When 1V10, it can be seen from Figure 11 that despite facing 10 illegal sudden pedestrians, participants still considered it more moral to swerve to save the lives of ten pedestrians (M > 50). Therefore, when there are equal numbers of law-abiding and law-breaking people in the scenario, protecting the lives of law-abiding people can be the first common principle of the AV, while when there are more law-breaking people in the scenario, protecting the lives of most people is the first common principle and protecting the lives of law-abiding people is the second common principle.

6. Conclusions and Recommendations

The current moral dilemma of AVs faces two difficulties. First, while most people agree to protect the lives of the greater number of people, they say they cannot accept the trend of AVs when they are set up to be completely utilitarian. Second, people are even less accepting of mandatory regulation by government regulators or autonomous car programmers.

Therefore, in this paper, we analyze the influencing factors of AV decision-making in moral dilemmas to establish a common decision that can change dynamically with the scenario and is generally accepted by society. There is no consistency in the influence of people’s individual and psychological factors on decision-making, and the level of influence changes dynamically with different scenario variables, while there is a significant influence between individual and psychological factors, and people of different ages and genders have different fear and expectation values for AVs. The specific common principles obtained in this paper are as follows:

1.

When there is 1V1, that is, 1 passenger or curbside law-abiding pedestrian on the side of the road vs. 1 pedestrian who bursts in and breaks the law, protecting the passenger or protecting the law-abiding person on the side of the road is the common principle;

2.

When there is 1V2 there are two situations: (1) 1 passenger or curbside law-abiding pedestrian vs. 2 sudden intruders, where the AV decision is set according to the moral preference of the law-abiding person; (2) 1 child vs. 2 sudden intruders, where child protection is the common principle;

3.

When there is 1VN and N > 2, that is, 1 passenger or curbside law-abiding pedestrian vs. N sudden intruding pedestrians, protecting the lives of the majority is the common principle.

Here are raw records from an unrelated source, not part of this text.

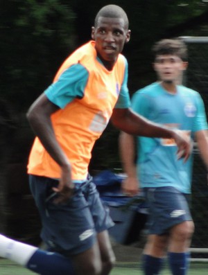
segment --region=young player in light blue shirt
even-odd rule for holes
[[[184,132],[195,140],[208,167],[207,123],[200,94],[178,82],[187,66],[187,47],[179,39],[163,39],[154,48],[157,81],[136,92],[133,110],[154,123]],[[177,85],[180,84],[180,85]],[[166,251],[173,275],[185,275],[188,249],[194,230],[189,209],[192,157],[178,159],[171,139],[137,137],[122,132],[121,157],[128,177],[123,191],[130,196],[142,188],[149,204],[149,234],[144,251],[145,275],[159,274]],[[128,150],[127,150],[128,148]]]

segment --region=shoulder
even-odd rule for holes
[[[78,48],[69,57],[70,59],[74,59],[78,61],[82,60],[92,59],[96,55],[96,50],[94,46],[94,42],[90,41],[80,47]]]

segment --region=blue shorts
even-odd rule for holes
[[[87,250],[96,233],[114,225],[99,197],[92,178],[76,184],[74,195],[66,203],[53,202],[57,195],[52,188],[58,181],[30,175],[30,186],[40,213],[41,237],[49,251],[69,256]]]
[[[189,195],[171,186],[145,188],[144,192],[149,206],[150,234],[166,234],[174,225],[192,220]]]

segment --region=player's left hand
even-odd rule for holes
[[[193,142],[187,134],[184,134],[183,131],[174,130],[173,139],[177,146],[177,159],[184,158],[184,161],[186,162],[189,159],[193,148]]]
[[[71,177],[71,169],[62,170],[59,184],[58,187],[53,187],[53,190],[58,195],[58,197],[54,199],[55,204],[64,203],[72,197],[74,192],[74,184]]]

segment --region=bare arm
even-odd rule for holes
[[[119,149],[123,168],[127,174],[127,178],[122,182],[123,192],[129,196],[134,196],[139,192],[134,136],[121,132],[119,136]]]
[[[73,186],[69,161],[56,140],[51,121],[51,114],[58,109],[43,94],[30,107],[27,118],[45,149],[60,166],[62,175],[60,184],[58,188],[54,188],[54,190],[60,193],[60,201],[64,201],[70,197]]]
[[[208,131],[198,131],[196,133],[195,138],[200,150],[200,156],[208,170]]]
[[[190,155],[190,141],[182,136],[180,131],[172,130],[153,123],[137,115],[130,109],[114,109],[112,122],[114,126],[130,134],[174,139],[178,147],[177,153],[180,157],[184,157],[186,161]]]

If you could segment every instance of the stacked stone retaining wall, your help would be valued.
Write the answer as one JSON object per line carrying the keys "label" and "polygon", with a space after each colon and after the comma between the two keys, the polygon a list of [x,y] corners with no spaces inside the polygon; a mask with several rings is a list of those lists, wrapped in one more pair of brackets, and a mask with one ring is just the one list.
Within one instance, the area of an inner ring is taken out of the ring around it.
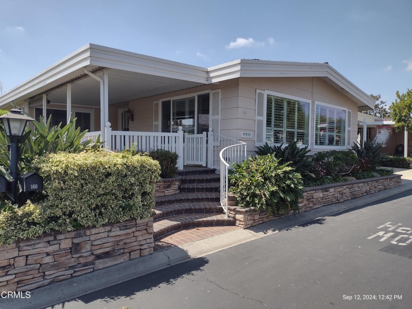
{"label": "stacked stone retaining wall", "polygon": [[[303,192],[303,199],[299,201],[299,210],[300,212],[306,212],[343,202],[395,188],[401,183],[401,175],[393,175],[306,188]],[[285,216],[272,215],[268,217],[266,211],[237,207],[232,195],[229,198],[229,205],[228,216],[235,219],[236,225],[244,229]],[[287,215],[292,214],[291,211]]]}
{"label": "stacked stone retaining wall", "polygon": [[164,196],[179,193],[181,183],[180,178],[163,178],[161,181],[156,183],[154,196]]}
{"label": "stacked stone retaining wall", "polygon": [[0,246],[0,291],[29,291],[153,252],[153,217]]}

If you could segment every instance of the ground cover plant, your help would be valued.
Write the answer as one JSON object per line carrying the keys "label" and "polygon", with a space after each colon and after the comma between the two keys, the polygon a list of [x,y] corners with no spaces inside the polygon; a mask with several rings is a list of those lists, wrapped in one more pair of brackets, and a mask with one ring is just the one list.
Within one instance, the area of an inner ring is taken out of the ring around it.
{"label": "ground cover plant", "polygon": [[160,167],[147,156],[61,152],[39,157],[32,166],[44,178],[43,198],[0,213],[0,244],[152,214]]}

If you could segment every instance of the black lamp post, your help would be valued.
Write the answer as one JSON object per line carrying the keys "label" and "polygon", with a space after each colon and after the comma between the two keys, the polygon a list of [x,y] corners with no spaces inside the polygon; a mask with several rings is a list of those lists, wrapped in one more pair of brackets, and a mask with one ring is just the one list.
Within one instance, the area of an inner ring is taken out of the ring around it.
{"label": "black lamp post", "polygon": [[26,116],[22,111],[16,108],[0,116],[0,119],[3,121],[6,134],[10,139],[10,174],[13,177],[13,180],[10,184],[9,193],[13,201],[17,203],[19,139],[24,134],[27,123],[34,119]]}

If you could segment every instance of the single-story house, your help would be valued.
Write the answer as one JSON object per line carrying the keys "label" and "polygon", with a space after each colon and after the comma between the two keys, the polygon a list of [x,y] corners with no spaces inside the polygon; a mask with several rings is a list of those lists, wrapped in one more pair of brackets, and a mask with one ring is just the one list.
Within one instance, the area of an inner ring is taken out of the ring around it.
{"label": "single-story house", "polygon": [[292,139],[313,152],[349,148],[358,109],[374,101],[327,63],[239,59],[203,68],[90,44],[0,96],[0,108],[12,103],[54,124],[72,113],[113,149],[134,142],[174,150],[182,167],[218,166],[219,150],[233,141],[248,154]]}

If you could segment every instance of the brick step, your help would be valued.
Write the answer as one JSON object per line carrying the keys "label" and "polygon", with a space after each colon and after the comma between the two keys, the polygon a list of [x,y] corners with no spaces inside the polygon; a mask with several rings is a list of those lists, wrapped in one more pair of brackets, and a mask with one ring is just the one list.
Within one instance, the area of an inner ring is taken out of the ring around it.
{"label": "brick step", "polygon": [[179,187],[180,193],[205,192],[219,192],[220,189],[220,183],[212,182],[207,184],[185,184]]}
{"label": "brick step", "polygon": [[184,228],[224,225],[234,225],[234,219],[226,218],[224,214],[180,214],[154,222],[153,238],[156,239],[171,232]]}
{"label": "brick step", "polygon": [[207,174],[214,174],[215,172],[215,168],[188,166],[184,169],[178,169],[177,174],[180,176],[188,176],[190,175],[203,175]]}
{"label": "brick step", "polygon": [[155,221],[173,215],[193,214],[222,214],[220,203],[180,203],[158,206],[154,210]]}
{"label": "brick step", "polygon": [[155,208],[166,205],[178,203],[203,203],[204,202],[218,202],[220,201],[219,192],[178,193],[165,196],[154,197]]}
{"label": "brick step", "polygon": [[182,184],[205,184],[210,182],[219,182],[220,181],[220,175],[218,174],[201,174],[182,176],[180,179]]}

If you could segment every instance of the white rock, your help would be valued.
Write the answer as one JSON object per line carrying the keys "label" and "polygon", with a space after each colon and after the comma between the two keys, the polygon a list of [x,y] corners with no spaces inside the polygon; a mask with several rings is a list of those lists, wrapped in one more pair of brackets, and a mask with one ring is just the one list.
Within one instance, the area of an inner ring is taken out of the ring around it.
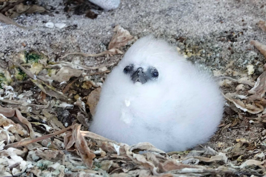
{"label": "white rock", "polygon": [[45,23],[45,27],[49,28],[52,28],[54,27],[55,25],[54,23],[52,22],[47,22]]}
{"label": "white rock", "polygon": [[106,10],[116,9],[119,6],[120,0],[89,0]]}
{"label": "white rock", "polygon": [[55,23],[55,26],[57,28],[61,29],[63,28],[66,25],[66,24],[64,23]]}

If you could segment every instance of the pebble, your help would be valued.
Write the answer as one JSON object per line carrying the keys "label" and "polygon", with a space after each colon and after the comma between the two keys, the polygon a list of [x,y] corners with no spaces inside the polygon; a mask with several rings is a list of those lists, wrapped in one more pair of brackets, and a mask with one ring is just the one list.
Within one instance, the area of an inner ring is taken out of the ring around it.
{"label": "pebble", "polygon": [[55,25],[54,23],[52,22],[47,22],[45,23],[45,27],[49,28],[52,28],[54,27]]}
{"label": "pebble", "polygon": [[61,29],[63,28],[66,25],[66,24],[64,23],[55,23],[55,26],[57,28]]}

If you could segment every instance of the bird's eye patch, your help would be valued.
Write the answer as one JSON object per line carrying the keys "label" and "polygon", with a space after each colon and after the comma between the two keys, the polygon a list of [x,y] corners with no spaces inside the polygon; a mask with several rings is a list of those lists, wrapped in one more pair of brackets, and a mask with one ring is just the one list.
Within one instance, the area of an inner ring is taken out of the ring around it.
{"label": "bird's eye patch", "polygon": [[157,78],[159,76],[159,73],[156,70],[152,73],[152,77],[154,78]]}
{"label": "bird's eye patch", "polygon": [[133,65],[127,65],[124,68],[124,70],[123,72],[125,74],[127,74],[129,72],[130,72],[133,70],[134,68]]}

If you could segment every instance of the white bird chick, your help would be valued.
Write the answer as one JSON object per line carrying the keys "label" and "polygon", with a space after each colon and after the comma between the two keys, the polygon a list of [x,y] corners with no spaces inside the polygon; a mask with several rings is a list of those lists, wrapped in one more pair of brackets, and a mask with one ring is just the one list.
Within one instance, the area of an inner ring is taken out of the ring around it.
{"label": "white bird chick", "polygon": [[224,100],[211,77],[152,37],[138,40],[103,85],[91,131],[129,145],[166,152],[207,141]]}

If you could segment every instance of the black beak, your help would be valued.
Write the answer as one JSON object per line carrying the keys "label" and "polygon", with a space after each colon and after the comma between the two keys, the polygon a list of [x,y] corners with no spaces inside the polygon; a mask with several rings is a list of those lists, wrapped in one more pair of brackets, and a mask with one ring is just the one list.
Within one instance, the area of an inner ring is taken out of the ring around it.
{"label": "black beak", "polygon": [[139,68],[136,71],[133,73],[131,75],[131,78],[134,83],[138,82],[143,84],[148,80],[147,75],[143,72],[142,68]]}

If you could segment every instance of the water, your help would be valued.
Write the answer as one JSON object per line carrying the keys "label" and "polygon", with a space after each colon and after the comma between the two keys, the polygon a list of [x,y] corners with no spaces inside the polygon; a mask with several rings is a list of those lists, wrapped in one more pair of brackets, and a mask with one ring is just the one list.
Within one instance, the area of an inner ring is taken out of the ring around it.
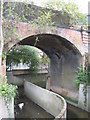
{"label": "water", "polygon": [[[22,109],[19,107],[21,103]],[[23,103],[23,104],[22,104]],[[36,105],[24,95],[23,87],[19,88],[19,97],[16,101],[16,118],[54,118],[44,109]],[[70,104],[67,105],[67,118],[88,118],[88,113]]]}
{"label": "water", "polygon": [[[23,89],[20,88],[19,98],[16,101],[15,118],[54,118],[44,109],[28,99],[23,93]],[[22,109],[19,107],[20,103],[23,105]]]}

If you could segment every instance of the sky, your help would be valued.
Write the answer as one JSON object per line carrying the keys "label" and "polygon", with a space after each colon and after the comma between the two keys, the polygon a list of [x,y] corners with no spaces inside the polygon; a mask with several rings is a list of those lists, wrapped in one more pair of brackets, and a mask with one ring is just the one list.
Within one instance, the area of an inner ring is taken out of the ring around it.
{"label": "sky", "polygon": [[[45,3],[47,0],[4,0],[4,1],[25,1],[25,2],[34,2],[35,5],[38,5],[38,6],[42,6],[43,3]],[[54,0],[52,0],[54,1]],[[61,1],[61,0],[60,0]],[[62,0],[64,2],[74,2],[75,4],[78,5],[79,7],[79,10],[82,12],[82,13],[85,13],[85,14],[88,14],[88,2],[90,0]]]}
{"label": "sky", "polygon": [[[33,1],[35,4],[41,6],[41,4],[42,4],[44,1],[46,1],[46,0],[31,0],[31,1]],[[65,1],[65,2],[68,2],[68,1],[74,2],[75,4],[78,5],[79,10],[80,10],[82,13],[85,13],[85,14],[88,13],[88,2],[89,2],[90,0],[63,0],[63,1]]]}

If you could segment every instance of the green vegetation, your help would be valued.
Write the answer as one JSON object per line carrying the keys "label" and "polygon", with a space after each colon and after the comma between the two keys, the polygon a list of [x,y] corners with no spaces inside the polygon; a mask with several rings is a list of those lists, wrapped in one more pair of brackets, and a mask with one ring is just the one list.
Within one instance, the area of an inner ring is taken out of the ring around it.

There are limitations to the above findings and suggestions for further research are given in order to eliminate the heterogeneity of the study. Firstly, the experimental scenarios should be designed to more closely match realistic and complex traffic environments, and driving choices should not be limited to straight ahead versus swerving [33,34]. Secondly, in order to obtain the influence of cultural and social values on common principles in different countries and regions, additional experimental data collection is needed. Finally, it is suggested that future research should incorporate prospect theory to combine autonomous driving with individual psychological and behavioral attitudes to eventually form a complete moral dilemma decision-making mechanism [35,36].